LUCIA. 1969. Black and white. 160 minutes. Directed by Humberto Solas. Brought to Ann Arbor by the Friends of the Ann Arbor SUN and showing at the Modern Languages Building. Saturday Nov. 30 at eight o'clock. $1.50.

It may sound improbable to an audience afflicted with wealth and inflation, Post-Watergate suspicion and the diverse cynicism that life in America breeds, but Lucia manages to pull all stops in the grand tradition of love and revolution. After years of blockade by the U.S government Humberto Solas' 1969 epic Cuban film is about to make its Mid-west premier in Ann Arbor thanks to the New World Media Project and the Ann Arbor SUN.

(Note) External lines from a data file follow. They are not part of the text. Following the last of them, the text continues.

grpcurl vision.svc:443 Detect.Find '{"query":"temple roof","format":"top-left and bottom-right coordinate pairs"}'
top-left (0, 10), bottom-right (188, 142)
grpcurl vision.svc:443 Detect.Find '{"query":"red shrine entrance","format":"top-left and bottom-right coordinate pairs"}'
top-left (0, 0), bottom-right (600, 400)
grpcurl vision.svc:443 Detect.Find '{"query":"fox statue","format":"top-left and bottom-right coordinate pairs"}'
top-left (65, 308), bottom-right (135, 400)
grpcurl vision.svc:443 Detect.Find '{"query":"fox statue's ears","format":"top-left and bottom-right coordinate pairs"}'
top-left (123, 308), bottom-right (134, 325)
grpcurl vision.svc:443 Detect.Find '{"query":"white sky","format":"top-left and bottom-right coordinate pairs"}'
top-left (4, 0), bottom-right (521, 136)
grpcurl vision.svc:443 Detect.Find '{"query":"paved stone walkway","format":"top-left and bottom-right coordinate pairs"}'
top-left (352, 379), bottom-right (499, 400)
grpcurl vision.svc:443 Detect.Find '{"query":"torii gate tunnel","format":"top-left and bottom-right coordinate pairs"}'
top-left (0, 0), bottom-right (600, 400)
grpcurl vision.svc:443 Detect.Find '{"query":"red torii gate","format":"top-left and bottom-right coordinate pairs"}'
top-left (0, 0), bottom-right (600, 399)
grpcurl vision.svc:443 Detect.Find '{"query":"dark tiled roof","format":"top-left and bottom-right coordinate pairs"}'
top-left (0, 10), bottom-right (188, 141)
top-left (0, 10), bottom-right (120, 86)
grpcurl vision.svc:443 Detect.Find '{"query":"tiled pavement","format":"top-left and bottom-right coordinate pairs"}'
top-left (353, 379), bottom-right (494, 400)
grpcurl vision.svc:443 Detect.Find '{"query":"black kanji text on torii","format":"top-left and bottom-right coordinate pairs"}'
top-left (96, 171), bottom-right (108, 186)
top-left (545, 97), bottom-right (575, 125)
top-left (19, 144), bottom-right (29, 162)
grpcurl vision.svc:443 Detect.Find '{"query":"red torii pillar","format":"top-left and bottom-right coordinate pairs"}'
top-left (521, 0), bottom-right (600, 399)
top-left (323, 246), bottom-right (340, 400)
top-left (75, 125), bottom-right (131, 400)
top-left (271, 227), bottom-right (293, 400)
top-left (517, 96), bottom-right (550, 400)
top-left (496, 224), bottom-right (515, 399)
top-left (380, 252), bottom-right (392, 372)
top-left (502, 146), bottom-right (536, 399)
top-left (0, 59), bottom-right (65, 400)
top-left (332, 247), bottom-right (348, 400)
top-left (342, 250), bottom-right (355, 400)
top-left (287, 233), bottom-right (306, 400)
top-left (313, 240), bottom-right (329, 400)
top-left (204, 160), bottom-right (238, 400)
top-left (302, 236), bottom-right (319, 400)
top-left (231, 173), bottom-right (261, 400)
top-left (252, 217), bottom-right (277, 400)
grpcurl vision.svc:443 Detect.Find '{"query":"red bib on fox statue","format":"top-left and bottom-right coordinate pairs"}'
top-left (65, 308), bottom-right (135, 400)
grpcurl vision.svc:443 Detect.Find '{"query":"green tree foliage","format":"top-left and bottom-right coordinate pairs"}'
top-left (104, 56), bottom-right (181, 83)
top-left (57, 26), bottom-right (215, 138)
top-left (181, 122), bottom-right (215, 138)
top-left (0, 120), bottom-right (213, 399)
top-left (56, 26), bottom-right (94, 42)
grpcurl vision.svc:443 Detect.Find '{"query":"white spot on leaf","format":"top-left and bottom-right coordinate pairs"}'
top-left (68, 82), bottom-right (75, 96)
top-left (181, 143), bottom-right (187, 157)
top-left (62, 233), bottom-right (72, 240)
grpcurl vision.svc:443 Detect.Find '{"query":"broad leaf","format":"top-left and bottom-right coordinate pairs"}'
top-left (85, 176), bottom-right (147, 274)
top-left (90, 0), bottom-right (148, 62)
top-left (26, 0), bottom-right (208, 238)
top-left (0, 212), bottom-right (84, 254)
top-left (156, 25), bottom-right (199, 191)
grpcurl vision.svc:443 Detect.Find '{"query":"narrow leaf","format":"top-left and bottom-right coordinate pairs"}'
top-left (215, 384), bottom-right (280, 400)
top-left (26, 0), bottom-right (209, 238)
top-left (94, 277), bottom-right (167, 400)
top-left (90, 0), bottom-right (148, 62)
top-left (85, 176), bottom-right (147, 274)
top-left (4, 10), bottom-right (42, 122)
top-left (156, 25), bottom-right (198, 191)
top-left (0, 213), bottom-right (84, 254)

Solas' picture is about the relation between emotional life, political milieu and revolution. Three Lucias, played by different actresses, love and struggle through successive junctures in Cuba's history -- during the war against Spain in the 1890s, under the Machado regime in the 1930s and in the revolutionary Cuba of the '60s.

Each hour long episode is strikingly different from the others. "Lucia 1895" is acted and scored like an opera. Like an opera it rolls to crescendos of romance and violence. The over-contrasted photography is as black and white as love and war, and as antique and doomed as the crinoline and lace Heroine. The first Lucia (Raquel Revuetta) is an upper class spinster who falls in love with a handsome counter-revolutionary spy and reveals the hideout of her guerrilla brother.

The next episode is quieter and more restrained, less a seething volcano than a dream of love between terrorists. Lucia 1933 (Eslinda Nunez) is a middle class adventuress who falls in love with a mild intellectual named Aldo. Aldo tommy guns servants of the ruling class; Lucia goes to work in a sweatshop, scrawls "Down with Machado" on latrine walls and becomes pregnant shortly before Aldo dies during an assassination.

Decadent Havana between the wars is filmed like a documentary. A scene where police on horseback break up a street march is full of running, bleeding and weeping and distills all the confusion of urban warfare. The grey and white half tones are so delicate that the dank urban humidity practically forms droplets on the screen.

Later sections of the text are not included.